Bilans contrastés

Affaiblis par les fluctuations monétaires et les mauvaises performances économiques, les établissements financiers présentent des résultats en demi-teintes. Le Bénin, l’Éthiopie et la Guinée équatoriale font exception.

Publié le 17 mai 2004 Lecture : 5 minutes.

Comment se portent les banques africaines au moment où il est question de durcir les règles prudentielles, dans le cadre des accords de Bâle II(*) ? À l’exception des établissements liés à des réseaux internationaux et des banques de proximité, du type Bank of Africa, rares sont celles qui affichent de bons résultats. Du Maghreb à l’Afrique australe, en passant par l’Afrique de l’Ouest ou de l’Est, tous les indicateurs sont en baisse : le produit net bancaire, le résultat net ou encore le rendement des fonds propres. Une crise due à trois facteurs d’importance inégale. Les trop fortes fluctuations des devises internationales, notamment le dollar, qui joue un rôle majeur sur le continent même si l’euro « fort » continue sa percée dans les zones où les échanges se font principalement avec l’Europe. Le deuxième problème vient de la mauvaise santé des économies africaines : en dehors des pays pétroliers, peu d’économies affichent un taux de croissance supérieur à 5 %, alors qu’il faudrait parvenir à un taux d’au moins 7 % pour enclencher une dynamique de développement. Viennent enfin les erreurs de gestion de certains patrons de banques, qui, sur la durée, ont accumulé les créances douteuses.
Ainsi, en 2002, selon le magazine Ecofinance, le total du bilan des 200 banques africaines a reculé de 6 %, pour atteindre 397,6 milliards de dollars. Ce qui « les place, toutes ensemble, derrière des groupes comme Lloyds, Crédit agricole ou Fortis ». À l’heure où il n’est question que de mondialisation et de concurrence accrue, il est évident que cette faiblesse structurelle ne favorise pas le développement des économies africaines, bien au contraire.
Le bilan est donc, comme à l’accoutumée, contrasté selon les régions.

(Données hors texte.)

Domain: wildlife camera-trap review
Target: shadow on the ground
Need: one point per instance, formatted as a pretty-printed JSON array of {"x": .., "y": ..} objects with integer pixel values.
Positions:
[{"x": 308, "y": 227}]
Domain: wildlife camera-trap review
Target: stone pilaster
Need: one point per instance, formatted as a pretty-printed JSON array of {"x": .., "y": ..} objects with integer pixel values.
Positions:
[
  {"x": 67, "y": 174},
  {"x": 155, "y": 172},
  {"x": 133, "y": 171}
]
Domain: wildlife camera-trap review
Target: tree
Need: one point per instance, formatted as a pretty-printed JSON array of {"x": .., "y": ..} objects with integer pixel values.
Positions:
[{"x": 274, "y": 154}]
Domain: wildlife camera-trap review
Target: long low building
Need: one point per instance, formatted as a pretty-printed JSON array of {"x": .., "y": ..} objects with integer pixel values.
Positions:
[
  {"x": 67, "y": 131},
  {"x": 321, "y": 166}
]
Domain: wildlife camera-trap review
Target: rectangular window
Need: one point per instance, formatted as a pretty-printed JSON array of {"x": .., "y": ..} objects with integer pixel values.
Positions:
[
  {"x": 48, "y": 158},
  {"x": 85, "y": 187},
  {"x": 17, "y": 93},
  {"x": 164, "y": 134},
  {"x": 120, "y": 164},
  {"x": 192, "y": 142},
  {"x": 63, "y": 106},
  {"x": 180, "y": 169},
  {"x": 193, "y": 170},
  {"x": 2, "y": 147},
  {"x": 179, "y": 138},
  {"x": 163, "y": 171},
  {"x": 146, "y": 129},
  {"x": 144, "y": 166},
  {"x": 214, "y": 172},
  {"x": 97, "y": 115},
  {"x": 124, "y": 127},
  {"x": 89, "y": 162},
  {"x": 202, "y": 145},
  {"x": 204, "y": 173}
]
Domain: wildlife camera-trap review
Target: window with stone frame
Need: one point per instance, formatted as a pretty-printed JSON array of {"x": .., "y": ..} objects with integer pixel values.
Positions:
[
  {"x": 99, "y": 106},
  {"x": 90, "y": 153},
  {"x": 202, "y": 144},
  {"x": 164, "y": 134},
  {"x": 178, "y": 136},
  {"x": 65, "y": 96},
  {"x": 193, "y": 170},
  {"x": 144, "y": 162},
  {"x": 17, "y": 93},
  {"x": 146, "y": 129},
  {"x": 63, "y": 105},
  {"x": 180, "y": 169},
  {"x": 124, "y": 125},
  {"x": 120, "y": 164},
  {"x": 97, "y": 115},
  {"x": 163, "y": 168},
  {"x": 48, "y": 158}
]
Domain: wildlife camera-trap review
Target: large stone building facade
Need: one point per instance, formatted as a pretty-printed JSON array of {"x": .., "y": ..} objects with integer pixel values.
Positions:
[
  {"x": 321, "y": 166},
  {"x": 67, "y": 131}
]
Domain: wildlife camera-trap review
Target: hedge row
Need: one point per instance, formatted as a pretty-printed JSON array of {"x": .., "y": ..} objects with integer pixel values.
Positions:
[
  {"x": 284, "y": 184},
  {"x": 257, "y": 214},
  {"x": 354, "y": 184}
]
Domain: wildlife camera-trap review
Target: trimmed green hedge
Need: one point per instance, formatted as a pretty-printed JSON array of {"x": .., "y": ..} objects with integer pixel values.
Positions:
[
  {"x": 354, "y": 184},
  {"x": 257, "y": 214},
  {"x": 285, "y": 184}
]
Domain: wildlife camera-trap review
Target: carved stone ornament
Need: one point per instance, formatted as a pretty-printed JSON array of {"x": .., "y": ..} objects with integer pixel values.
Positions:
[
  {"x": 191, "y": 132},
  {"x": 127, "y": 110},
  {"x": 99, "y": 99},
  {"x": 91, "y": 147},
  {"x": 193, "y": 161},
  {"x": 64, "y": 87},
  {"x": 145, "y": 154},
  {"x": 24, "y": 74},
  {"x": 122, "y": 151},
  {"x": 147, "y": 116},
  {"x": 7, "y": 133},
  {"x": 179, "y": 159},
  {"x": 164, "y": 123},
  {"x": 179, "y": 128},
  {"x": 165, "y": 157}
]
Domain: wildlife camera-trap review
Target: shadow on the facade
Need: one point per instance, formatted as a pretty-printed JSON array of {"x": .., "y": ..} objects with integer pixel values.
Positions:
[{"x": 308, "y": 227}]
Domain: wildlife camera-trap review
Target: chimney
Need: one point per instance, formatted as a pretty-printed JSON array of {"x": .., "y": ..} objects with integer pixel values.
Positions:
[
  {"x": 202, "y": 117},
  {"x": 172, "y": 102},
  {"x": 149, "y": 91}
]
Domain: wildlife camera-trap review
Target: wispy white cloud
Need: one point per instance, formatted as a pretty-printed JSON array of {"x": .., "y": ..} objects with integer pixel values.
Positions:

En Afrique australe, outre l’effet d’accordéon observé sur le bilan des banques sud-africaines, et en dehors du cas dramatique du Zimbabwe, la région continue de tirer la langue, y compris en Angola, où l’évaporation des recettes pétrolières se poursuit partiellement. La bonne nouvelle vient ici du Botswana et du Mozambique, deux pays qui connaissent des progrès économiques et la bonne gouvernance.
En Afrique du Nord, les années se suivent et se ressemblent. Le poids de l’État reste déterminant même si, au Maroc et en Tunisie, des efforts ont été faits en ce domaine : sur les dix premières banques du classement d’Ecofinance, neuf sont en effet toujours dans le giron de l’État. Au-delà de cette donne persistante – bien que les Égyptiens aient promis d’ouvrir le secteur en 1998 et que les Algériens se soient engagés à faire de même depuis bientôt dix ans -, la consolidation frappe les esprits. La progression des banques et l’amélioration de leurs résultats – analysés sur une durée moyenne de trois ans – sont en effet remarquables. On notera la forte progression de la Banque commerciale du Maroc (BCM), qui vient d’avaler Wafabank et qui devient de facto la première banque privée du nord du continent. L’Algérie, elle, a toujours du mal à voir émerger les banques privées nationales ; on a vu ainsi à Alger disparaître Khalifa Bank puis la BCIA alors que le feuilleton Union Bank semble interminable. Pour le plus grand bonheur des établissements français, telles que Natexis ou BNP Paribas, qui enregistrent des résultats records… trois ans seulement après leur installation dans ce pays dont le potentiel est qualifié « de très important ». En Tunisie, les banques font toujours grise mine – avec des résultats en forte baisse -, mais les professionnels doivent aussi faire face à une tendance lourde : l’épargne drainée par le système bancaire est orientée à la baisse, alors que les bas de laine sont en vogue et que beaucoup de liquidités échappent aux circuits officiels. L’arrivée de la Société générale n’a pas encore produit ses effets alors qu’il est question que la BCM rachète la Banque du Sud.
L’Afrique de l’Ouest, pour sa part, continue de souffrir de la crise ivoirienne, qui n’a bien évidemment pas épargné les autres pays. Partout (Mali, Burkina, Niger, notamment), la chute est plus ou moins prononcée. Ici, comme ailleurs sur le continent du reste, les banques vivent confortablement dans un univers de rentiers : ce sont en effet les clients qui, au travers d’agios, de commissions multiples et de frais divers financent très largement l’opulence de ces établissements, au sujet desquels il faudra bien un jour s’interroger quant à leur utilité finale et à leur participation effective au développement du continent. Pour Alain Le Noir, secrétaire exécutif du Club des dirigeants des banques d’Afrique francophone, « cette situation n’est pas nouvelle et elle est dommageable pour les économies africaines. Dans tous ces pays, les banques sont surliquides alors que les projets ne trouvent pas de financements, ce qui doit interpeller les pouvoirs publics ». Reste que le Bénin, le Mali et le Burkina enregistrent dans l’ensemble des résultats plutôt satisfaisants grâce au dynamisme des systèmes de crédit de proximité, alors que le Togo et la Guinée ne voient toujours pas poindre à l’horizon la sortie du tunnel. En Afrique centrale, il faut surtout saluer le retour du Congo-Brazzaville où la crise semble sur le point de s’achever même si des frictions sérieuses demeurent avec le Fonds monétaire international (FMI). Au Gabon, enfin, l’horizon est en passe de s’éclaircir puisque le FMI va finalement accepter de signer un accord minimal avec Libreville.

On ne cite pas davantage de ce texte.